The investigation was aided by flight information from the aircraft's flight data recorder. The cockpit voice recorder was unserviceable, and had been for some time, so the conversations occurring between the flight crew will never be known.

===Senate inquiry===
As a result of intense lobbying by the father of one of the victims, Constable Sally Urquhart, and others, the Australian Senate's Rural and Regional Affairs and Transport Committee resolved to conduct an inquiry into the Civil Aviation Safety Authority, its operations and other matters. The Inquiry was convened on 2–3 July 2008 at Parliament House, Canberra. As well as Mr Shane Urquhart's submission, there were sixty others which were considered by the Inquiry. The vast majority of the submissions were highly critical of most aspects of CASA's operations.

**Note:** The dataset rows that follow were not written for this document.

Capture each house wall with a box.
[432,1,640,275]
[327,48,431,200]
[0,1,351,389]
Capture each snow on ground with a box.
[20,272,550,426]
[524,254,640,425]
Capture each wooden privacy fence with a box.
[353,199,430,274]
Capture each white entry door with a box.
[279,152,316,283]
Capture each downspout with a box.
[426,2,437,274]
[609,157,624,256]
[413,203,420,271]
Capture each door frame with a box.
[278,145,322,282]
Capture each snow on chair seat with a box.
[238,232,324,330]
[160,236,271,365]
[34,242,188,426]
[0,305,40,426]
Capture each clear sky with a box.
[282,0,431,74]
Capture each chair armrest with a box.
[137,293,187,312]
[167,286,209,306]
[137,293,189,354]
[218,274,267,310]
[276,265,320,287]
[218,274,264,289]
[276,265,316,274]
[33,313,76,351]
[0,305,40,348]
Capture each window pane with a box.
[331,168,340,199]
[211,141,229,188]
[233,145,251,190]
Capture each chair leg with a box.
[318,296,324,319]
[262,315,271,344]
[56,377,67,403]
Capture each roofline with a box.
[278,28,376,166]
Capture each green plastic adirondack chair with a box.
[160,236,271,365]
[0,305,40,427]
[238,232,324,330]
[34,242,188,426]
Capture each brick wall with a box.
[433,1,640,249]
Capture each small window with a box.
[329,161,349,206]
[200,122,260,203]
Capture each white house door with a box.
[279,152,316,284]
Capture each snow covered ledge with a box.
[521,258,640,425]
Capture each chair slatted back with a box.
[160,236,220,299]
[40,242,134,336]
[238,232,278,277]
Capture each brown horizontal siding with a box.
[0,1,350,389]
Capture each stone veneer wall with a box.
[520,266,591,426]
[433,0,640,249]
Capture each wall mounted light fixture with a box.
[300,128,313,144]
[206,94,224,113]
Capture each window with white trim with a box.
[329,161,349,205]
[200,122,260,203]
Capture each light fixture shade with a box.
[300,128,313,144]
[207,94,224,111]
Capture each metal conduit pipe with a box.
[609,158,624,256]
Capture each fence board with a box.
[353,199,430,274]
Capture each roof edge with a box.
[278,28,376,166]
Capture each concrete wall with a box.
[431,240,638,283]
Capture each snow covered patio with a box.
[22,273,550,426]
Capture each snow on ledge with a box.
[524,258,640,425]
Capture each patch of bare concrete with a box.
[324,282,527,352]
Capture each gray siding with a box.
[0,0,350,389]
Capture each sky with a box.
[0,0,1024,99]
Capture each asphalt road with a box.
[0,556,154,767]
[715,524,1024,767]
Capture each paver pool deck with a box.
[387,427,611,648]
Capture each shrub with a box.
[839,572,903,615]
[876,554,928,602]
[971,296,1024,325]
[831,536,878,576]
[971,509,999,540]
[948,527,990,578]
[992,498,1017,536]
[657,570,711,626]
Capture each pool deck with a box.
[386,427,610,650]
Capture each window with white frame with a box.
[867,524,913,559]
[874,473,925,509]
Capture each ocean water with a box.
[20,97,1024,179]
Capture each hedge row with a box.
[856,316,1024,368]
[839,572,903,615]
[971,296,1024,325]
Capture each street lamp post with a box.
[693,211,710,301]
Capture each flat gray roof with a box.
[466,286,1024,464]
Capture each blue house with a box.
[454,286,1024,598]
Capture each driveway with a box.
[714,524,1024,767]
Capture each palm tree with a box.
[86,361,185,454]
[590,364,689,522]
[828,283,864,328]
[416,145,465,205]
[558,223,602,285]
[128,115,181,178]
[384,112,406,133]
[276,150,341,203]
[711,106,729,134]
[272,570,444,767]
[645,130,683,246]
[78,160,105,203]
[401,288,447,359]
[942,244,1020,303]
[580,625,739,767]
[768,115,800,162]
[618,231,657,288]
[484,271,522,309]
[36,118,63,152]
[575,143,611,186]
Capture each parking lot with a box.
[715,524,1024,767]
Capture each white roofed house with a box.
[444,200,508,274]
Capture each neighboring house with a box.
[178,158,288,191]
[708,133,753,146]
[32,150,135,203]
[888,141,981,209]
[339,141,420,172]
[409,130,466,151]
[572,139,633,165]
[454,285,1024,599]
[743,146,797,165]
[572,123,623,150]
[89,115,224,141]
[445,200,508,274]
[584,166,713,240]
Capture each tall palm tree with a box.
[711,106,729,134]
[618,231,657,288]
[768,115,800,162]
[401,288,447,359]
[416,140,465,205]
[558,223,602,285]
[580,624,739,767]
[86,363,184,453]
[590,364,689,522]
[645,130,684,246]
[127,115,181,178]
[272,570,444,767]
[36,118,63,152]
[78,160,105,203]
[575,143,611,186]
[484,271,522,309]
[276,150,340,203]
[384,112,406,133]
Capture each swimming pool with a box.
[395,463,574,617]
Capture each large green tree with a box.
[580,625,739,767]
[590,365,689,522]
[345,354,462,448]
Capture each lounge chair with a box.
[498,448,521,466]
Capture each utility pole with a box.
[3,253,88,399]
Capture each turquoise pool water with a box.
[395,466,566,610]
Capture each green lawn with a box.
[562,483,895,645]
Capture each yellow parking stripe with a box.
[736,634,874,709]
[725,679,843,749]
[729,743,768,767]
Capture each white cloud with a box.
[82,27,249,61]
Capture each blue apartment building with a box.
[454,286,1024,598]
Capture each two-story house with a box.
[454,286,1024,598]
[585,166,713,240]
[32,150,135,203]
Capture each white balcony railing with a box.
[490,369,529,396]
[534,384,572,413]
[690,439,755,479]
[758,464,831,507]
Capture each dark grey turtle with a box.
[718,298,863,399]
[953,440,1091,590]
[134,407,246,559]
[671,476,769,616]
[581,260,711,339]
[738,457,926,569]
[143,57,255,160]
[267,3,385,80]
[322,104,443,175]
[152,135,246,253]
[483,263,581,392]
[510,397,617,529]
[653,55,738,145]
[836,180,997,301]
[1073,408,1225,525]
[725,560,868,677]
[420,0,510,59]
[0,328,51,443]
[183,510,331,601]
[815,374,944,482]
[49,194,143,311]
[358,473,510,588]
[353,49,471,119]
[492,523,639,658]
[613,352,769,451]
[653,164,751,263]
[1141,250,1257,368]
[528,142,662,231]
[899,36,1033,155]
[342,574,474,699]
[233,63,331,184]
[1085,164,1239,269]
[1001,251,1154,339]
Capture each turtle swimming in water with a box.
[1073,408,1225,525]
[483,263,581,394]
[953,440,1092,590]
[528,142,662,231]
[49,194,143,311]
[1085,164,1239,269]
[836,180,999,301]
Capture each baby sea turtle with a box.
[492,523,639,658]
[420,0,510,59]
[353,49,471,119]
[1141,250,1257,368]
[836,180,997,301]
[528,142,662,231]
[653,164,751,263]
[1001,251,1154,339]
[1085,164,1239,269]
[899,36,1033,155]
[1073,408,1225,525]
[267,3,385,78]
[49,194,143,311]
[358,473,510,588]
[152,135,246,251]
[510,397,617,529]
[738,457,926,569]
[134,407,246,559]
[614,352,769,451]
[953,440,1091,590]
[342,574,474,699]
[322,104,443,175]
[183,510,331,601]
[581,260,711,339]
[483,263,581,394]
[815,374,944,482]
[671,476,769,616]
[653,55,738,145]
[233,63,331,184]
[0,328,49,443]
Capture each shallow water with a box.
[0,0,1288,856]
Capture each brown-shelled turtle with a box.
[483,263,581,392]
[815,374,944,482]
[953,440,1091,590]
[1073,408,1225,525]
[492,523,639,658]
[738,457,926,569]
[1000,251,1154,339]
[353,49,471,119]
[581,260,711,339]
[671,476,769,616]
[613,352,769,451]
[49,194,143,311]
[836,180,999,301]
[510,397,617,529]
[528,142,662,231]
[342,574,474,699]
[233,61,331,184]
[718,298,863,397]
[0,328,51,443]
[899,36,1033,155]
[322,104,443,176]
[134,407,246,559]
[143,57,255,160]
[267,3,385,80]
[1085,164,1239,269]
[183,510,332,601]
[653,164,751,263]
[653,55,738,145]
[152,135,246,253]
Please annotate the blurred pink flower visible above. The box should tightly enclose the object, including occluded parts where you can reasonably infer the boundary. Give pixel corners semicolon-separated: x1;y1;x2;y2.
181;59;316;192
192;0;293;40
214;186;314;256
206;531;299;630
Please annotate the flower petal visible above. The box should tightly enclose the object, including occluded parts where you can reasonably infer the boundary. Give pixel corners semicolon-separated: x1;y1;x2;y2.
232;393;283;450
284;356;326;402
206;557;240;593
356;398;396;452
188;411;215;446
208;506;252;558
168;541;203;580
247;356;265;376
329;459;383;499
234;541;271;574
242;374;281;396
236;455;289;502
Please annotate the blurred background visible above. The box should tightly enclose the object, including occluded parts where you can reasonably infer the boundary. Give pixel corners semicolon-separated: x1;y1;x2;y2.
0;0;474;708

Several people and organisations, including Mr Urquhart, supported their submissions in person at the Inquiry. In September 2008, the Committee Chair, Senator Glenn Sterle, released the report of the inquiry to the Transport Minister Mr Anthony Albanese and the public.

The recommendations from the report are:

1. That the Australian Government strengthens CASA's governance framework and administrative capability by:
a. introducing a small board of up to five members to provide enhanced oversight and strategic direction for CASA; and
b. undertaking a review of CASA's funding arrangements to ensure CASA is equipped to deal with new regulatory challenges.
2. In accordance with the findings of the Hawke Taskforce, that CASA's Regulatory Reform Program be brought to a conclusion as quickly as possible to provide certainty to industry and to ensure CASA and industry are ready to address future safety challenges.
3. That the Australian National Audit Office audit CASA's implementation and administration of its Safety Management Systems approach.

==Further incidents==
Following the Lockhart River crash, Transair in Australia went into liquidation in late 2006. Aerotropics also no longer operates because the Civil Aviation Safety Authority cancelled its Air Operator Certificate due to ongoing safety breaches. Transair continued to operate its PNG business until 31 August 2010 when the company's Cessna Citation ran off the runway on landing at Misima Island near Milne Bay, Papua New Guinea. The previous owner of Transair in Australia, Les Wright, died along with three others in the ensuing inferno. There was one survivor.